How to save for a house deposit
The first step towards buying your own home is to save for a deposit.
Last updated: 01/04/2022
When buying a house, the deposit is the lump sum of money you’ll need to pay upfront towards the cost of your property.
Gathering together a big deposit can seem daunting, so here’s what you need to know to start you on the road to savings success.
What you need to know
- How much do I need for a deposit?
- Make a plan
- How to save for a deposit quickly
- Help is at hand
Use our mortgage calculator to find out how much you can borrow.
Depending on factors such as where you want to buy and how much you earn, you would normally need to save at least 5% as a deposit towards the cost of your home, and take out a mortgage loan to cover the rest, however in recent times you are likely to need a higher deposit of between 10-15%.
It can be helpful to find out how much you might expect to spend on a property in your area. For example, if you want to buy a home costing £220,000, which is the average for first time buyers according to Zoopla, then you’ll need to save at least £11,000 (5%).
Now you know how much you need for a deposit, it’s time to make a plan to work out how to save that sort of money.
Regular saving is the key. But how long it will take to save enough depends on how much you can afford to set aside each month. Once you have that figure in mind, work out how long it would take you to save your deposit: the First Home Steps app can help you do exactly that.
You might not be able to afford to save much money each month. So, it’s time to consider how you could cut your outgoings and boost your savings.
Could you make any changes to your lifestyle that would help you achieve your home-owning dream sooner? You could, for example:
- Reduce your bills and everyday spending. If you’re renting, then see if you can cut your household bills. Use price comparison sites to find cheaper deals for things like energy, broadband or your mobile phone. Also, consider what things you spend money on that you really don’t need: do you really need that morning takeaway coffee or expensive new pair of trainers?
- Consider a budgeting app. These let you view your income, outgoings and spending habits all in one place to help identify the best ways to save.
- Move in with mum and dad. It may seem drastic, but by moving in with your parents – or other family or friends – for even just a few months, you could save a lot of money on rent, even if you’re contributing towards bills while at their house. Alternatively, consider whether you could rent a cheaper property, or share your existing rental with a roomie, for example.
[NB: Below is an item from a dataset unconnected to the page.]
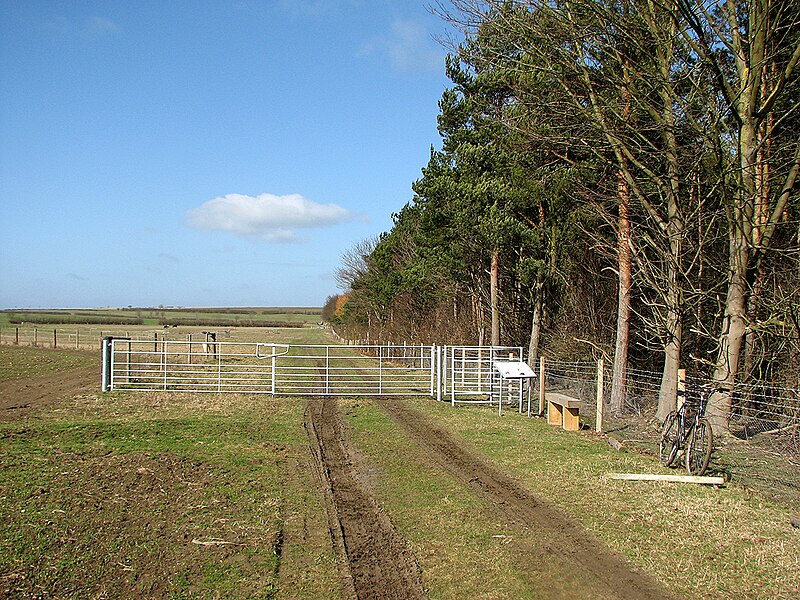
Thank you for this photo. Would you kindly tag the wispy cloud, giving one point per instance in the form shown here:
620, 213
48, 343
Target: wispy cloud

There are also several types of government help available for first time buyers:
- Shared ownership: if you can't quite afford to buy 100% of a home, then with Shared Ownership you can buy a share of the home - between 25% to 75% - and pay rent on the remaining share.
- Help to Buy: Shared Equity depending on where you live, the government will lend you between 15% and 40% of the price of the property you’re buying. You will need to put down a deposit of at least 5% and get a mortgage to cover the rest of the property's value.
- Lifetime ISA: you can use a Lifetime ISA (Individual Savings Account) to buy your first home. You can put in up to £4,000 each year. As well as being tax-free, the government will add a 25% bonus to your savings, up to a maximum of £1,000 per year.
These options aren’t available to everyone however so you should check to make sure you are eligible.
You’re not alone.
As well as being more careful with your finances, there are several ways you could cut the amount you need to save for a deposit. For a start, you can turn to your loved ones for help.
Perhaps you could buy a home with friends, to share some of the financial burden?
And then there’s the famous bank of mum and dad: might your parents, or grandparents, help you with your deposit?
By putting a plan in motion and making the most of the help that’s out there, your savings target might just become that little bit less daunting.